Bugüne kadar mali yükümlülüklerimiz kapsamında zamanında ve kuruşu kuruşuna ödediğimiz vergiler, ham madde saha harçları, devlet hakkı payları, primler, hibeler ile ülkemizin hazinesine çok ciddi katkılar sağladık. Daha geçtiğimiz ay kazandığımız ihracat şampiyonluğu ödülü ile ülkemizin cari açığının azalmasına destek olmanın gururunu yaşadık. Sadece şahsımı değil, aynı zamanda binlerce kişinin hayatına dokunan fabrikamızı ve yerel ekonomiyi de hedef alan bu karalama kampanyasına rağmen bundan sonra da yılmadan yolumuza devam edeceğiz.
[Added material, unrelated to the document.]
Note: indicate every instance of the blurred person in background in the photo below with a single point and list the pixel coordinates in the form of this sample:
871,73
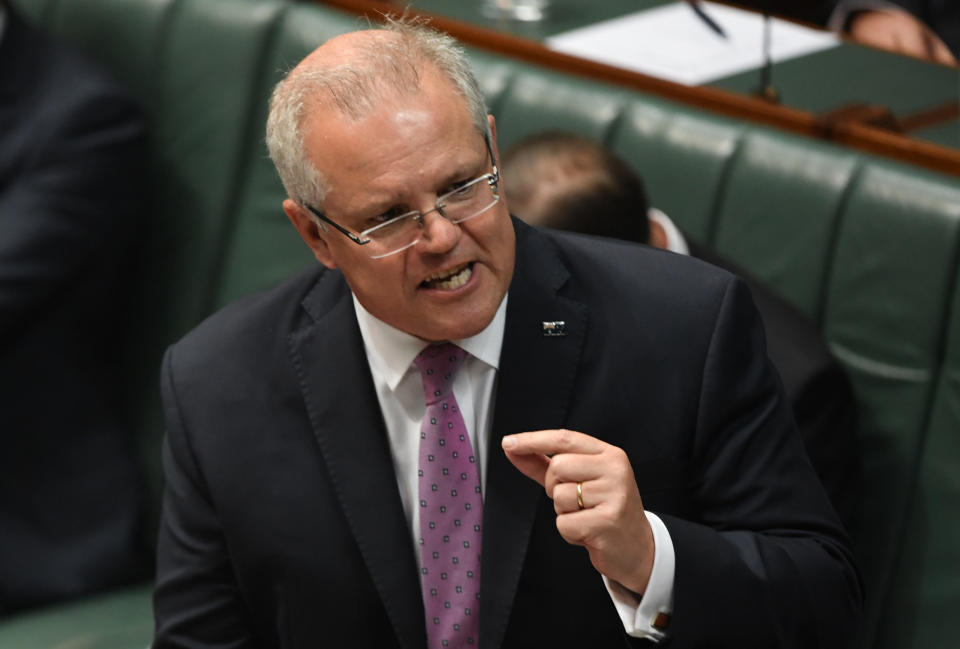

Şirketlerimizden hakkı olmadığı halde pay elde etmek için şimdiye kadar uyguladığı pek çok yöntemde ve açtığı davalarda haksız olduğundan dolayı sonuç alamayan kardeşim ve beraberindekilerin halihazırda yürüttüğü bu yakışıksız kampanyaya, ‘çamur at izi kalsın’ mantığıyla ve yalan iddialarla hakkımda açıklama yapanlara karşı her türlü adli ve hukuki süreç başlatılmış, tüm bilgi ve belgeler de ilgili mercilerle paylaşılmıştır. Kamuoyunun ve kamuoyu oluşturma potansiyeli olan vicdan sahibi kişilerin bu konudaki gerçek dışı ve dezenformasyon içeren asılsız iddiaları ciddiye almayacağına olan inancımız tamdır.